Banking’s next blind spot: innovation for innovation’s sake

  • Bruce Jennings, Strategic Development Director at FIS

  • 24.06.2015 01:00 am
  • retail banking , innovations

Retail banking is under pressure from every angle. Technological advances, and the evolving attitudes they shape, have lowered the barriers to entry for new challengers and rendered ‘legacy systems’ a competitive disadvantage for the established players. Technology giants cast a growing shadow, and the march of the regulators is gaining pace – with the Competition and Markets Authority conducting an investigation into current accounts and SME retail banking provision.

Some have heralded innovation as the silver bullet, suggesting this is banking’s ‘innovate or die’ moment. But the reality is less dramatic – the most valuable innovation merely represents banks listening to their customers and evolving as a result. Others argue the sector must reinvent itself for the digital age, but question its capacity to follow through. So what role should innovation play in the banks’ thinking now?

However banks tackle it, their innovation efforts must be aimed at better serving customers. More than one million current account holders in the UK changed banks last year, and calls are growing for the UK government to enforce ‘instant’ switching capabilities. Customers aren’t hanging around. They represent a complex set of continuously evolving needs within increasingly smaller segments – technology will play a key role in the way banks respond and adapt to this ever more complex set of customer needs. Recent research highlights this, with 60% of UK consumers now using digital banking services, but over half also still looking for a physical bank presence.  The tables have turned, and customers must now drive banks’ innovation strategies – not the other way round.

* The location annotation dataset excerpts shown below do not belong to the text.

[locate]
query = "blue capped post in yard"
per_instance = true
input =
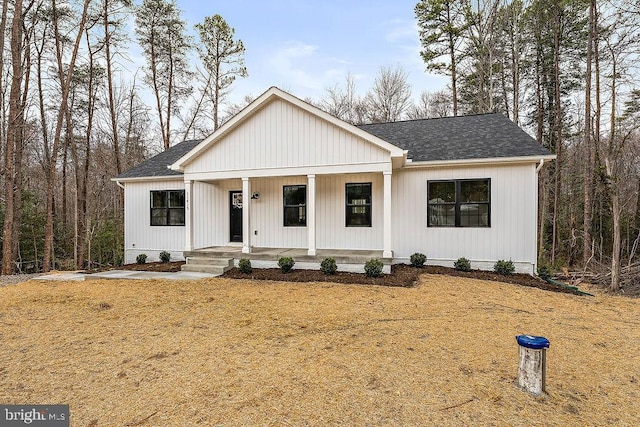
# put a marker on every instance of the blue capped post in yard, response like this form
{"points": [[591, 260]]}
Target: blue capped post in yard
{"points": [[532, 365]]}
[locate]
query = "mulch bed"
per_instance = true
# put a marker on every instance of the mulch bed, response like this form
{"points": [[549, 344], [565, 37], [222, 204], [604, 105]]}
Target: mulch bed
{"points": [[402, 275]]}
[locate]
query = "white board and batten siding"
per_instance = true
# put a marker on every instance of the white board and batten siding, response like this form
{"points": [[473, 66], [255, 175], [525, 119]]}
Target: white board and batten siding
{"points": [[140, 236], [512, 235], [282, 136]]}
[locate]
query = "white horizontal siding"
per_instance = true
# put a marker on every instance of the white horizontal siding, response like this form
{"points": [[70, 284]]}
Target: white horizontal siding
{"points": [[140, 236], [513, 216], [281, 135]]}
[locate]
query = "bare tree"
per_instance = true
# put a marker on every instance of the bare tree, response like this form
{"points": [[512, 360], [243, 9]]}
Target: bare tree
{"points": [[442, 26], [65, 81], [430, 105], [223, 59], [161, 34], [344, 102], [390, 95], [14, 134]]}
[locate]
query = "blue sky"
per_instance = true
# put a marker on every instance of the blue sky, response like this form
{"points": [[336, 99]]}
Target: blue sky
{"points": [[306, 46]]}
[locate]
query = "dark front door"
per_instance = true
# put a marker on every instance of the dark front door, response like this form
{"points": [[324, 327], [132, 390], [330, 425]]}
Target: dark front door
{"points": [[235, 216]]}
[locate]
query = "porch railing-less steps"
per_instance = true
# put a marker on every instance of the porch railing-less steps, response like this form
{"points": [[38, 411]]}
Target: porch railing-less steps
{"points": [[208, 264]]}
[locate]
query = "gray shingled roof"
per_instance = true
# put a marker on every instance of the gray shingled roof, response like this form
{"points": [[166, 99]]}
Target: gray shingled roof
{"points": [[457, 138], [450, 138], [158, 164]]}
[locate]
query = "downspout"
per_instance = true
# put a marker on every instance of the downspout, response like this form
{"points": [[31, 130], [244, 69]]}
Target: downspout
{"points": [[535, 233]]}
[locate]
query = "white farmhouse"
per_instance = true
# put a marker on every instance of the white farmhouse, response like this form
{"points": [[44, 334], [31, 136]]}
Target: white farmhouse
{"points": [[283, 178]]}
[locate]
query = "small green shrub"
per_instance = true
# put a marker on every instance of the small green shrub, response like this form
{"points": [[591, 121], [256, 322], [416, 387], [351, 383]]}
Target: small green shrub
{"points": [[286, 264], [373, 268], [244, 266], [328, 266], [504, 268], [165, 256], [544, 272], [418, 259], [462, 264]]}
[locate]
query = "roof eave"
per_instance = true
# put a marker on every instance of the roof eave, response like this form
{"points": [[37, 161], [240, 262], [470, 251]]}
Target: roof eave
{"points": [[479, 162], [149, 178], [259, 103]]}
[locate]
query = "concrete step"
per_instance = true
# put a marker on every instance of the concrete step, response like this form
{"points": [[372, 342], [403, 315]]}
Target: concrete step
{"points": [[208, 265], [218, 262], [211, 269]]}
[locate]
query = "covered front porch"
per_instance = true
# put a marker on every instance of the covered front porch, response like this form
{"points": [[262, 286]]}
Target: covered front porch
{"points": [[248, 216], [208, 259]]}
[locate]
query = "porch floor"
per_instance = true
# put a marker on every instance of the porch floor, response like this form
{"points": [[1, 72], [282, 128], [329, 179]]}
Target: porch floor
{"points": [[342, 256]]}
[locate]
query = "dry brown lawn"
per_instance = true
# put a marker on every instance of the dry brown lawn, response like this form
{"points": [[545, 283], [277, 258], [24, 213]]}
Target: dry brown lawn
{"points": [[237, 352]]}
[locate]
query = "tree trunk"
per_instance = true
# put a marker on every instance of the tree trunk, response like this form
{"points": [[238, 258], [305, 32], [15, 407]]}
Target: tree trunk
{"points": [[112, 107], [14, 133], [19, 152], [452, 55], [66, 85], [588, 151], [558, 129]]}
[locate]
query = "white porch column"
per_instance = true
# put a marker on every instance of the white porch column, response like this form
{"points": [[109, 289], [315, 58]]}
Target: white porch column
{"points": [[386, 232], [246, 203], [188, 217], [311, 214]]}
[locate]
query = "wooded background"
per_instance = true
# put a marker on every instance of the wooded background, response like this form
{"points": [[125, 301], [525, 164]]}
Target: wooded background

Despite negative press, shifting public sentiment and new competitors, the high street giants enter this evolving battle in a position of strength: high brand awareness and a large customer base. But while consumers trust their bank, they don’t trust banking as a whole. New challengers and technology giants face the opposite problem: more appealing brands, but without the banks’ longstanding experience and resources. The large banks can also tap into new ideas in other ways, of course – and many do. The ‘coopertition’ route has become increasingly popular, with the major banks using incubators and start-ups as a low-risk testing ground for new technologies before scaling up and implementing them. Just this week, Santander InnoVentures – the Spanish bank’s venture fund for financial technology startups – implored the industry to adopt this approach. It suggested that “banks need to invite fintechs to work within our industry, even inside our own businesses”.

Let’s be clear: successful innovation is a positive outcome for individual players and the industry as a whole. But it should be just that – an outcome, or a by-product, rather than the goal. From new entrants to incumbents the banks must seek relevancy, and innovation by osmosis – not the other way round. The highly-publicised ‘retreat from the high street’ may be one way to cut costs, but it risks the wrath of alienated customers. Banks would be better served by offloading cumbersome back-office operations that matters so little to customers, and focusing on differentiation through cost-effectively delivering the products and services customers really want. That, above all, will be key.